Management's Discussion and Analysis of
Financial Condition and Results of Operations (continued)
===============================================================================
Humana Inc.


The Commercial segment medical expense ratio improved 100 basis points to 82.3
percent in 1998, due to increased premium yields and risk-sharing initiatives
previously mentioned.  During 1999, the Company believes its Commercial segment
medical expense ratio will be benefitted by its continued focus on pricing its
Commercial products at rates commensurate with the risk assumed and its control
of claims cost trends, including its contractual relationships with providers.
The Company believes that the industry's 1999 Commercial premium pricing
environment will facilitate its Commercial premium rate increases.  The Public
Sector medical expense ratio increased to 84.8 percent in 1998 from 82.3 percent
in 1997, primarily from lower  Medicare HMO reimbursement rates, the 1997 growth
of Medicare HMO membership in new, more costly markets outside the Company's
base markets and increasing Medicaid costs in Puerto Rico.  Although the
expiration of the Puerto Rico Medicaid contract will improve the Public Sector
medical expense ratio, for the Public Sector medical expense ratio to remain
stable, the Company must continue to control its Medicare HMO medical costs
during 1999 in line with the anticipated 2 percent premium yield increases.
TRICARE's medical expense ratio improved 110 basis points in 1998  to 80.1
percent, the result of continuing utilization management, improved networks and
contract price modifications.  As previously described, this medical expense
ratio discussion excludes the impact of premium deficiencies ($46 million) and
the write-down of physician practice management receivables ($27 million).  The
inclusion of these two items increases the 1998 Commercial and Public Sector
medical expense ratios to 82.9 percent and 86.0 percent, respectively.

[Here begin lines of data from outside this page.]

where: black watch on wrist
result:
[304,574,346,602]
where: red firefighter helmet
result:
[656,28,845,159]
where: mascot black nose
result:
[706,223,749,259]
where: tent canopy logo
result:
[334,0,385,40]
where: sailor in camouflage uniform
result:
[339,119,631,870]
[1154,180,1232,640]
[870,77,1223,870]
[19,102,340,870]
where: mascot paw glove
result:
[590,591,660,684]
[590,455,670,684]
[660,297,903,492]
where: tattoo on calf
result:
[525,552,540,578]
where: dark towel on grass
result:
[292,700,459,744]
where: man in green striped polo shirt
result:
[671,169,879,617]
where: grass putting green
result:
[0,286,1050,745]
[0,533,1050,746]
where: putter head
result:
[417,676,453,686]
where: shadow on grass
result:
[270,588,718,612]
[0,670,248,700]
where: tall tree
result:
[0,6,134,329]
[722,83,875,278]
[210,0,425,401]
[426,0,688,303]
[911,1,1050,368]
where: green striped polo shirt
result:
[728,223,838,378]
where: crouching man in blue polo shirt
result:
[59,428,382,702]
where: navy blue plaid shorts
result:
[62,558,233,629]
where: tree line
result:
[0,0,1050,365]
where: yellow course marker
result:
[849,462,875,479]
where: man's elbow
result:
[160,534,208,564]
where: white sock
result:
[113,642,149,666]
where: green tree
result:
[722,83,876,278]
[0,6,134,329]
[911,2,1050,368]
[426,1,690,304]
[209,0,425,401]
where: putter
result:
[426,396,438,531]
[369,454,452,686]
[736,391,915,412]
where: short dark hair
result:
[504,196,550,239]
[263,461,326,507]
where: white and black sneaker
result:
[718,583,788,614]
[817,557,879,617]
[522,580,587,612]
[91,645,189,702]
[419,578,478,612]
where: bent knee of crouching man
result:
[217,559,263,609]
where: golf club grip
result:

Years Ended December 31, 1997 and 1996

Income before income taxes totaled $270 million for the year ended December 31,
1997, compared to $234 million for the year ended December 31, 1996.  Net income
was $173 million or $1.05 per diluted share in 1997, compared to $152 million or
$.92 per diluted share in 1996.  The earnings increase was primarily a result of
increasing Commercial premium yields, improved hospital utilization and
providing a full year of health care services under the TRICARE contract, which
commenced during the third quarter of 1996.  These favorable items were
partially offset by higher than anticipated medical costs in the Company's new
Medicare HMO markets and increased pharmacy costs system-wide.  The acquisitions
of PCA and ChoiceCare did not significantly impact 1997 earnings.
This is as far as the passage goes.